572.4
Trans Health and Transitioning in Western Europe
Sociological research on transgender has shifted from a focus on psychiatric/medical discourse on the ‘true’ transsexual to performativity and later to transgression and subversiveness (Hird 2002). Research has focused greatly on identity formation and the deconstruction of the gender binary.
Namaste (2005) and Connell (2012) have argued this theorizing has often rendered the lived experiences and daily struggles of transgender people, and particularly transsexuals, invisible.
Transitioning is of major importance in a transsexual person’s life (Prosser 1998). This is also true for others such as many transgender, genderqueer and cross-dressing people. Transitioning is crucial to a person’s self-identity and has much practical implications for their life. National laws and medical protocols dealing with transitioning are of utmost importance for trans people as they depend on it for (required) diagnoses, access to hormonal, surgical or psychological treatments and related issues such as waiting lists and times.

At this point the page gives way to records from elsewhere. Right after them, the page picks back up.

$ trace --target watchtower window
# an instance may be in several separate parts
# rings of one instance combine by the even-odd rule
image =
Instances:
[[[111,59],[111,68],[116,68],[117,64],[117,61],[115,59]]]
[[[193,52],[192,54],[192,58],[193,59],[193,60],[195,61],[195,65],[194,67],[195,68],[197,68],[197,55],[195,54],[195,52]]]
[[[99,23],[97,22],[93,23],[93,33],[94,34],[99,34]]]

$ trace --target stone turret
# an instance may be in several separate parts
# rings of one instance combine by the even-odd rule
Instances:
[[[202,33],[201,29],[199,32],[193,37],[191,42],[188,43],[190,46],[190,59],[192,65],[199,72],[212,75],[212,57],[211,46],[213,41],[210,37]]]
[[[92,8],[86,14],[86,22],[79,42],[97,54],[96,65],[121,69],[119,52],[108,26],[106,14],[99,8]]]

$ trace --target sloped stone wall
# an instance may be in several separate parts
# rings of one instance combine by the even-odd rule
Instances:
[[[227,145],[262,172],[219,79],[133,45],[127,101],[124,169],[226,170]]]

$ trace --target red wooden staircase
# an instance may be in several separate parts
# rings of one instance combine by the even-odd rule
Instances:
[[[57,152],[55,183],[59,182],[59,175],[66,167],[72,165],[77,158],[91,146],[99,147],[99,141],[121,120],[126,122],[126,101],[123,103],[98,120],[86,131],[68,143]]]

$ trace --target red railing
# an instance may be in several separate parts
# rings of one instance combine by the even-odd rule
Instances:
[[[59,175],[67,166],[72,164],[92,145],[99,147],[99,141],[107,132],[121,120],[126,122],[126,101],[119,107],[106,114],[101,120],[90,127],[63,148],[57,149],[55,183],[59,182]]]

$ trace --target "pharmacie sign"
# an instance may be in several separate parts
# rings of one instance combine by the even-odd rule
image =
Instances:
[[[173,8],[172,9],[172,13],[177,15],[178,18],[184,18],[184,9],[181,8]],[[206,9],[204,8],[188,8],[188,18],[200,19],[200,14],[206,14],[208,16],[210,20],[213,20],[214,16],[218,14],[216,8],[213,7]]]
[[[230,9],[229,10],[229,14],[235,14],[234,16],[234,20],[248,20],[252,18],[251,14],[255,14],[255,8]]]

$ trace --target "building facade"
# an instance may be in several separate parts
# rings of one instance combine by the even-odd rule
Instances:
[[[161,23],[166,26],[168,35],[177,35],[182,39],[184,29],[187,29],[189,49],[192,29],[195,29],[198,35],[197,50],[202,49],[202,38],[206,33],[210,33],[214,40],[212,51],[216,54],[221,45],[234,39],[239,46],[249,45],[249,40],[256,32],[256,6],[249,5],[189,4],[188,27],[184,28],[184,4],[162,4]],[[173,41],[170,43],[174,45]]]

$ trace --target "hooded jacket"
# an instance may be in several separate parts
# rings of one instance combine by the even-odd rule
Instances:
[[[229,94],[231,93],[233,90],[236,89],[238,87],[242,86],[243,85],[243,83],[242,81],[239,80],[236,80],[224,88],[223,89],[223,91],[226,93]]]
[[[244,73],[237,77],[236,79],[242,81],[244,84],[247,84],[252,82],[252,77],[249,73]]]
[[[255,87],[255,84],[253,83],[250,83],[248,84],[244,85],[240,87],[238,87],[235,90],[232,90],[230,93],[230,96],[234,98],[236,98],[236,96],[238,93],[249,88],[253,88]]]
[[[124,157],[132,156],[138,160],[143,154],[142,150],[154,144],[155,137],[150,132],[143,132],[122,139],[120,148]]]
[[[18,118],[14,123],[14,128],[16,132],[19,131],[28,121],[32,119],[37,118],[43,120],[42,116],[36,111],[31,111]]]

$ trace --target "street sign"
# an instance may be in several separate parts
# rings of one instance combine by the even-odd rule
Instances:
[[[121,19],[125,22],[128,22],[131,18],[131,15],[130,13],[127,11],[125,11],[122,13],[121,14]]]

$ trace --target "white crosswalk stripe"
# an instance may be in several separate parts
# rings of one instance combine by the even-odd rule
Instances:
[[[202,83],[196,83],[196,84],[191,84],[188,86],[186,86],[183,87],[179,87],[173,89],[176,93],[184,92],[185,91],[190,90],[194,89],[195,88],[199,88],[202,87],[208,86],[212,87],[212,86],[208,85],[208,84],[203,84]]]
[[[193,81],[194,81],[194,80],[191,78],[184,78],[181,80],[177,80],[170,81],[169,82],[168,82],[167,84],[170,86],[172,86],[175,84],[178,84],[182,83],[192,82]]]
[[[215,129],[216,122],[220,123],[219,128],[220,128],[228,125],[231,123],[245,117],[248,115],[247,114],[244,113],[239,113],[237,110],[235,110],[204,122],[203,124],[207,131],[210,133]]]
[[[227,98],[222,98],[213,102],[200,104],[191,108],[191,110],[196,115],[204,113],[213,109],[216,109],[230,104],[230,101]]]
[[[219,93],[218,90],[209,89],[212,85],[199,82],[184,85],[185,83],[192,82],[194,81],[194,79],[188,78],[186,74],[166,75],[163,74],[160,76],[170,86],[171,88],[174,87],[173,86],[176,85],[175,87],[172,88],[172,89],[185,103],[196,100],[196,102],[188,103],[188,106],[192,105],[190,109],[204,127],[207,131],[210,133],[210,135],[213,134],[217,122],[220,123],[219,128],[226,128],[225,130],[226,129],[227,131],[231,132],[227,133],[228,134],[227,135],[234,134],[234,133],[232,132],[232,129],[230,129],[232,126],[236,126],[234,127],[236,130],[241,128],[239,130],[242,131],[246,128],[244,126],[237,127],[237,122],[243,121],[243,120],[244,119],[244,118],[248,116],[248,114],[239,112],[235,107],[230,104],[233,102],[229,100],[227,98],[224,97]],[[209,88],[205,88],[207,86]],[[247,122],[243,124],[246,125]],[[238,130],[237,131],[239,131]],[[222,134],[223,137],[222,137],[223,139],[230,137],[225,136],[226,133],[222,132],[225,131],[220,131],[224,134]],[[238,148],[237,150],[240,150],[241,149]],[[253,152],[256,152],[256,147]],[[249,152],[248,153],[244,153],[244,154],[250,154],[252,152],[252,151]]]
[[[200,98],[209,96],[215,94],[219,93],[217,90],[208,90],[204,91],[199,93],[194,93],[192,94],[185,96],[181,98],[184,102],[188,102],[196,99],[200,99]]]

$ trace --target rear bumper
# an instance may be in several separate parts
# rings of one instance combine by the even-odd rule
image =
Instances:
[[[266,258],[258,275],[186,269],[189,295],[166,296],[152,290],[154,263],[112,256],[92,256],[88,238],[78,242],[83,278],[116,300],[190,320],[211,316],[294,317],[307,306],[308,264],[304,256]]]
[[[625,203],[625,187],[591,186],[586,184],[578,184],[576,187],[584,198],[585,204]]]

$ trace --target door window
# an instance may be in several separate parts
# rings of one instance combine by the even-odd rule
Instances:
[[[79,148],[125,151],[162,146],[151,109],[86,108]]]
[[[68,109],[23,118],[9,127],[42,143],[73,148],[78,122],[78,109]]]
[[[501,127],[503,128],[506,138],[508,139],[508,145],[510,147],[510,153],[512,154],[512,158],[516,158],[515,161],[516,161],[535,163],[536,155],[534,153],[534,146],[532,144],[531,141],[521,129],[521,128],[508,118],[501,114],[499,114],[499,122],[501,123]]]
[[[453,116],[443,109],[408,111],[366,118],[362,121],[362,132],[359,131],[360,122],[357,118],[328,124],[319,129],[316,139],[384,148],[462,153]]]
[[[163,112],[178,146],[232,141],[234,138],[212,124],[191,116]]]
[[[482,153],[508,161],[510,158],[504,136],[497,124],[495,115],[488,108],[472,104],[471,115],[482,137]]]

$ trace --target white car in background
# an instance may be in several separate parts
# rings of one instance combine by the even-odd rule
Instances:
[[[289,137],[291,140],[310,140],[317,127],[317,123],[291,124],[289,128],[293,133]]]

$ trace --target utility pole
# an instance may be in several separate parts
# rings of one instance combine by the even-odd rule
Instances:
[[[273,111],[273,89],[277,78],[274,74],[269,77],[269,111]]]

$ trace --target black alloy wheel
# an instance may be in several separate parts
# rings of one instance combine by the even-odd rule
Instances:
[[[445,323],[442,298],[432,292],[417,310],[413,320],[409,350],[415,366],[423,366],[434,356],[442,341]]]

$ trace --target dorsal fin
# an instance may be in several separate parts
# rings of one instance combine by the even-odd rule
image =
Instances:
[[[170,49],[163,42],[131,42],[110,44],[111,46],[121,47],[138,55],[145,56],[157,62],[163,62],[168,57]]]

According to Namaste (2005) a lot of research on transgender issues is rooted in Anglo-American imperialism. Vidal-Ortiz (2008) argues more comparative research is needed in other parts of the world. Since transitioning is key for many people, it is important not to forget the often more invisible categories in medical codification or in sociological research (e.g. trans with no desire to break the gender binary).
Following a comparative approach, I will critically analyze the laws and medical protocols in order to get a view of the functioning of the ‘medical transition system’ of Western Europe and the necessary implications it has on trans people´s lives.